The act of checking her watch suddenly triggered her body to announce it was exhausted, and she yawned and stretched her arms. Standing, she shut the light from the microscope on the long lab table in order to prevent any unwanted reactions in the sample. She slipped on her lab coat — essentially her entry key to the myriad of rooms, labs, and closets spread around the building.
It would also get her into the cafeteria on the main level; her current destination. The nature of the work done at the research facility, as well as the personality types of those doing it, meant that the facility had 24/7 cafeteria access. The scientists and research assistants that populated these offices weren’t governed by traditional nine-to-five jobs, nor did they care for culturally accepted norms about when to sleep and when to work.
At any given point during the day, not just during posted breakfast, lunch, and dinner times, the cafeteria could be either completely empty or filled with talkative scientists discussing their latest research.
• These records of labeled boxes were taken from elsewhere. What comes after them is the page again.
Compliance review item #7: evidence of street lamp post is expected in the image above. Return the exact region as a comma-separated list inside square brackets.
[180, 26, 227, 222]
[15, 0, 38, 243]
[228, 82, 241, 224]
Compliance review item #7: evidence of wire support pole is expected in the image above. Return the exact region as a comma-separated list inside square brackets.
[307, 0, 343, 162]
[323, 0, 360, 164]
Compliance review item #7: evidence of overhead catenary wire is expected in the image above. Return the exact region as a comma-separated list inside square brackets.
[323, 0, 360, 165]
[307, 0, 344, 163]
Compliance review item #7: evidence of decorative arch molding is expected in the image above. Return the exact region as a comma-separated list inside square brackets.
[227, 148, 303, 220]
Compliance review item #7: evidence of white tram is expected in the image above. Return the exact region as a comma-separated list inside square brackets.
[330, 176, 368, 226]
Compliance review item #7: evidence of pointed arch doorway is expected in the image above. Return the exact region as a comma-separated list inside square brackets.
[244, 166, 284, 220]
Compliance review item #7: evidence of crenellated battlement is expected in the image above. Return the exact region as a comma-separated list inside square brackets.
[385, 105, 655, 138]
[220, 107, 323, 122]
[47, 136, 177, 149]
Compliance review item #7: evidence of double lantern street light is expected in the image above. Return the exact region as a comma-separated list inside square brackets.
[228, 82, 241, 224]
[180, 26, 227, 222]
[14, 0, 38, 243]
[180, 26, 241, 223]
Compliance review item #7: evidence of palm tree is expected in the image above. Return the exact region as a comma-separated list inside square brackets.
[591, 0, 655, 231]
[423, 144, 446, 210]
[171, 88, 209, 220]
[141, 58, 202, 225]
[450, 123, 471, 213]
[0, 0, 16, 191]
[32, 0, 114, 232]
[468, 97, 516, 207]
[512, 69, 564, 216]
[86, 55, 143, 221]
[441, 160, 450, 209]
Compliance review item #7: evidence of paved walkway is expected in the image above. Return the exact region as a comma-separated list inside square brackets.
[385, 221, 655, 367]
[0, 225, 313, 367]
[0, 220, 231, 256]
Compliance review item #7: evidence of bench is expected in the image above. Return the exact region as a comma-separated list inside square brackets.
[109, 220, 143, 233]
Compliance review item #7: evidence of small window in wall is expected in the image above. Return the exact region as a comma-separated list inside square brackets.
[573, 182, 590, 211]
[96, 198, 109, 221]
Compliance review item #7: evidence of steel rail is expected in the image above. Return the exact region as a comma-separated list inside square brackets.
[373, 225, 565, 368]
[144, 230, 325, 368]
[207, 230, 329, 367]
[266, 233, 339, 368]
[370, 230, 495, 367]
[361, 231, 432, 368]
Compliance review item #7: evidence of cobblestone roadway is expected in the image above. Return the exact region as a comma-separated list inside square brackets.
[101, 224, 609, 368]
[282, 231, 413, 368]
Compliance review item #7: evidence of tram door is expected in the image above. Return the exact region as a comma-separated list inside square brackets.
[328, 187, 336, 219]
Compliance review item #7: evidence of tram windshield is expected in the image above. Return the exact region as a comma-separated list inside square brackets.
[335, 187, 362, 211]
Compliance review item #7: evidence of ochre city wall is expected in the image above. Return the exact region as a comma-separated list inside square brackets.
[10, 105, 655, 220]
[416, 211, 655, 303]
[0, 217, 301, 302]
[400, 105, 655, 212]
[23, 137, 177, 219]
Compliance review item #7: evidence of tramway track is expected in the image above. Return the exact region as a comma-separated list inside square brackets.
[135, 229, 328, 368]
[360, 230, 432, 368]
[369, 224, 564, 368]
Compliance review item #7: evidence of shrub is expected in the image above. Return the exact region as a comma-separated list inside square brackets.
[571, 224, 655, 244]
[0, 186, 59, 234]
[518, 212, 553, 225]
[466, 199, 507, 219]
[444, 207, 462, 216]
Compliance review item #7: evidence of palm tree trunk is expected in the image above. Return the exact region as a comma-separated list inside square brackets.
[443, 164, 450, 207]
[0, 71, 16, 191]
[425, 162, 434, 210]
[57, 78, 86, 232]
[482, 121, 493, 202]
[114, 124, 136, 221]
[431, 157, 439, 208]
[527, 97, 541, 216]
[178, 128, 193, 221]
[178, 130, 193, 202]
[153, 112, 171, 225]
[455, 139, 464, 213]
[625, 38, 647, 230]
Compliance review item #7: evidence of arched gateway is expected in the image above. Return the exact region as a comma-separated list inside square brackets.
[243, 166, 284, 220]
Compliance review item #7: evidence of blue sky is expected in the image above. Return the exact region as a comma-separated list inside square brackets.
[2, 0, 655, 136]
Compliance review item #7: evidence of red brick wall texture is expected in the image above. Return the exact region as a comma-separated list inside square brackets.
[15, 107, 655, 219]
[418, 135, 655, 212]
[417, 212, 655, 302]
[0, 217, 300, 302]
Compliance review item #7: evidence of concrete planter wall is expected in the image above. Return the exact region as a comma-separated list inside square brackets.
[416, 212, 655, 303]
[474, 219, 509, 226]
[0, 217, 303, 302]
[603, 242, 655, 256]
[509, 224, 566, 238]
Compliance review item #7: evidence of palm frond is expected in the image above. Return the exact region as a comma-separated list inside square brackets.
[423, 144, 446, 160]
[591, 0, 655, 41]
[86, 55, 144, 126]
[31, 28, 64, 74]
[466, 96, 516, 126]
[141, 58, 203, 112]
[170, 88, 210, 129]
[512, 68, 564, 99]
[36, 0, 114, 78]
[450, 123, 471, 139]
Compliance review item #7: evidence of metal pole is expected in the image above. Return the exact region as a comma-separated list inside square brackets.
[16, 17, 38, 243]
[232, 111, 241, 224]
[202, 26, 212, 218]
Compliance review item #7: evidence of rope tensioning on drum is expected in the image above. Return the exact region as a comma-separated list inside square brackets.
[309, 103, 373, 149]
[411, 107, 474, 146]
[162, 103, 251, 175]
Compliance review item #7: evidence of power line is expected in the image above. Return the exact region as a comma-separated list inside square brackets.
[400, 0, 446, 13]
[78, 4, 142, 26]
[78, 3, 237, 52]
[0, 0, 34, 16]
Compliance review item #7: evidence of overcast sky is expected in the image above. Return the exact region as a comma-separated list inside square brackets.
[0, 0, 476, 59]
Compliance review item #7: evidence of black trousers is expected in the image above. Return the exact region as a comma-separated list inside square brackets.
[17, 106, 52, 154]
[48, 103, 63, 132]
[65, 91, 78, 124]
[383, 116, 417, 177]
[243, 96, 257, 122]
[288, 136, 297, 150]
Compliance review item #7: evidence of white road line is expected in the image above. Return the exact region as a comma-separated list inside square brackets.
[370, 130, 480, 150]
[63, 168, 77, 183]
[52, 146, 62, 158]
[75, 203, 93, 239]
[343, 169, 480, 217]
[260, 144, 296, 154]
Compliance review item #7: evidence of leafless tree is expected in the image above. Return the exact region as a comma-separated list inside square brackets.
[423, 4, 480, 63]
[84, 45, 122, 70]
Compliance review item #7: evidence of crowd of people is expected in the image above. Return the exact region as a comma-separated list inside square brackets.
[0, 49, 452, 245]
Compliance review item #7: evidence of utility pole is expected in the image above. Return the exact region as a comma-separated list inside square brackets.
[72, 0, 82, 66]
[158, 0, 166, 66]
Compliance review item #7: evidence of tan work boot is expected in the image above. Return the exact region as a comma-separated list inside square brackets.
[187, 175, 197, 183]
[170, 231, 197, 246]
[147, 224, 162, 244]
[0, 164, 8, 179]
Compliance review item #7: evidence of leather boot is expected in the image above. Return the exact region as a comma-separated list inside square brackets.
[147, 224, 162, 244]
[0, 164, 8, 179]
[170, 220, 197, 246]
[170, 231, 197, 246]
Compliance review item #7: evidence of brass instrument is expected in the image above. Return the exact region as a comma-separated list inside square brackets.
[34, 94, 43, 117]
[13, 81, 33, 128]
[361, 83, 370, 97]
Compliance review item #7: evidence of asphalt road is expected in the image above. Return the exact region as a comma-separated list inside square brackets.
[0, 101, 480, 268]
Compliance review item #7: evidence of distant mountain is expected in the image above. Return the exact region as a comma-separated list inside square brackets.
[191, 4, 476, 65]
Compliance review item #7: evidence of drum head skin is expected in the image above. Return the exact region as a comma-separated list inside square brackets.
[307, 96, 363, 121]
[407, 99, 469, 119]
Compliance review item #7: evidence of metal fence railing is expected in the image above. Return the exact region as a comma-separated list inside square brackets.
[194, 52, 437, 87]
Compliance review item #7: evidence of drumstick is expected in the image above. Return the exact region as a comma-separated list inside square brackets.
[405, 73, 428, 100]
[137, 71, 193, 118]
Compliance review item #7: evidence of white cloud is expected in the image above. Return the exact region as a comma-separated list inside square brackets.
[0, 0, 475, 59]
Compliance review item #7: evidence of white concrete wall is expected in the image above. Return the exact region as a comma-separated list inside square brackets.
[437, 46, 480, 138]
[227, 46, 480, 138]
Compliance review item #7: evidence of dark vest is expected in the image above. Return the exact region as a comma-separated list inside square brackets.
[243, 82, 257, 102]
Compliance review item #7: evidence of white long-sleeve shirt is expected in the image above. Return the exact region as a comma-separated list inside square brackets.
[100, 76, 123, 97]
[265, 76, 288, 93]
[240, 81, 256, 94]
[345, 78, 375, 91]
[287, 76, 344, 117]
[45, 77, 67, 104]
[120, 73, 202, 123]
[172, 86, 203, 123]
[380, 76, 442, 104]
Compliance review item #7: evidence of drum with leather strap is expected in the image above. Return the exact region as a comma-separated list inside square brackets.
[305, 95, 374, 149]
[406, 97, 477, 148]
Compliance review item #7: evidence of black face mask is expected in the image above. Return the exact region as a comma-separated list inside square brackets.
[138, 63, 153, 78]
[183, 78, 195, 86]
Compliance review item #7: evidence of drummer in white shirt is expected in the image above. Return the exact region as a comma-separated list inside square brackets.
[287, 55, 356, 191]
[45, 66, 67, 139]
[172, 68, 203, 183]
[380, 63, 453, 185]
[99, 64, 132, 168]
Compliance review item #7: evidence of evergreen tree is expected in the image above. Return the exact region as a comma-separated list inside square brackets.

Dr. Torres stepped off the elevator on the main level. The halls were dimly lit with security lights, but the open doors of the cafeteria were filled with light that spilled into the corridor, beckoning. Another involuntary response in her brain was triggered by the light and the smell of food, and suddenly she felt pangs of hunger run up and down her insides.
Surprised to see that there was no one inside the cafeteria, she walked to an open-faced refrigerator unit and pulled out a small plastic bin of hummus and crackers and a 20-ounce bottle of Pepsi. She carried the Pepsi and hummus to a small point-of-sale system and cash register near the door and tapped her identification card on the credit card terminal. After the terminal beeped, she clipped the badge back to her lab coat pocket and walked back into the hallway. Just then, she felt her cell phone buzz in the pocket of her jeans. She shuffled the Pepsi around and reached in for her phone. It was a text from Charlie.